I really wanted to retain my title but the aim this year was just book your place on the plane to Doha and it was such a close race that I feel really grateful to have done that,’ said Beth.
‘That wind was a minus 4.3 and normally I’m strong on the straight but I felt like I was swimming in custard and I thought I was unfit before I saw the wind reading and it made sense.’
Nick Percy picked up where he left off at Grangemouth and added the British title to his Scottish success with 60.57 in baking Birmingham.
In fact, Nick has won gold at the England Athletics Champs, the Manchester International and the Scottish and British Champs in the past few weeks.
‘After last year being ill coming into it and not doing my best, to make up for it has been great and finishes off a good season that’s seen me win the English and Scottish Championships and take victory in Manchester as well,’ he said.
‘Domestically, that’s four of the biggest wins we can take in a season and it’s another throw over 60.50m.’

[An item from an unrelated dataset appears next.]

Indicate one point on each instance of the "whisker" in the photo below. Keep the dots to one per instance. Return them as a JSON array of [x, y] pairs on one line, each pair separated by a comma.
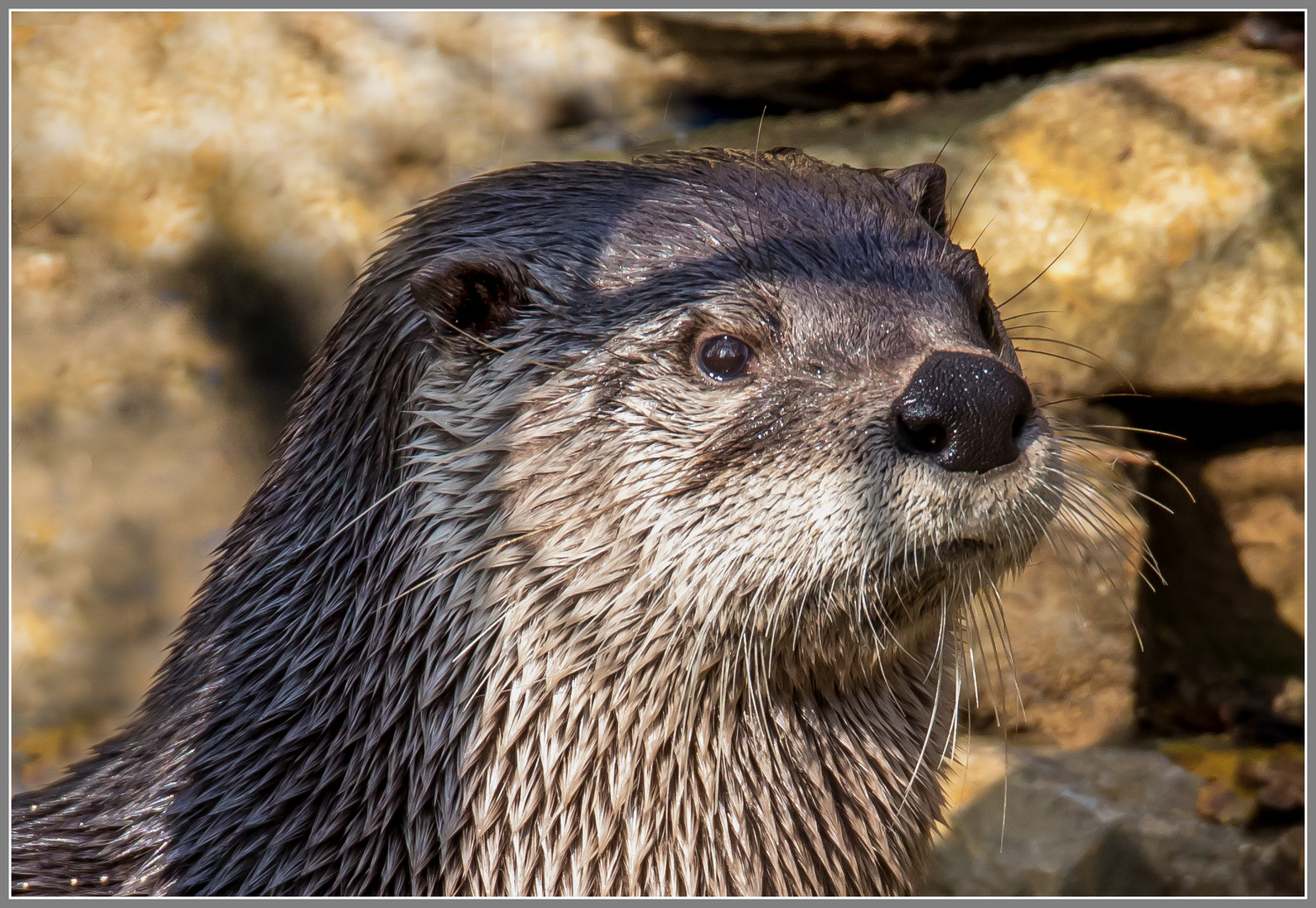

Guy Learmonth was another silver medallist – but he now has to chase the qualifying standard in the Men’s 800m. He clocked 1:46.79 but lost out on a photo finish to Spencer Thomas.
‘I know me and Spencer got the same time and he worked seriously hard to get that and deserves that. He’s fallen short a few times and he thoroughly deserves his title. It’s going to be a quick turnaround for me so I need to get back and maybe fly out to get a race to get the time.
Nikki Manson followed up her Scottish title win in the High Jump last week with a bronze medal in Birmingham. Nikki cleared 1.84m to take third in this competition for the fourth time in her career. Emma Nuttall finished fifth.
‘I’m chuffed to come third and it’s always a great competition with Kat and Morgan I was a bit disappointed with my performance,’ said Nikki.
‘I feel I had more in me. I jumped really well last week. I’m disappointed with the height – I struggled with the heat a bit today. Being Scottish I’m not used to warmth!’
Zoey Clark took third in the Women’s 400m final with a run of 52.52.
Courtney MacGuire has had a fine season in pole vault and she wasn’t far away from the medals at the Alexander Stadium. Clearances at 3.75m, 3.95m and 4.10m had her in the hunt but couldn’t get over 4.25m (in what would have been a new PB).
Jack Lawrie had recorded a 50.45 SB in the 400m Hurdles semis and finished seventh in the final with a run of 51.18. Henry Clarkson competed in the Triple Jump as he finished ninth with a best leap of 15.70m – an outdoor PB.
Chris Bennett was fifth in the Men’s hammer with Ciaran Wright in seventh and Joe Bloomfield eighth.Craig Charlton was 10th in the shot.
And Sarah Warnock was sixth in the long jump with an excellent 6.42 windy jump. Sarah had a legal 6.39m in that series, too.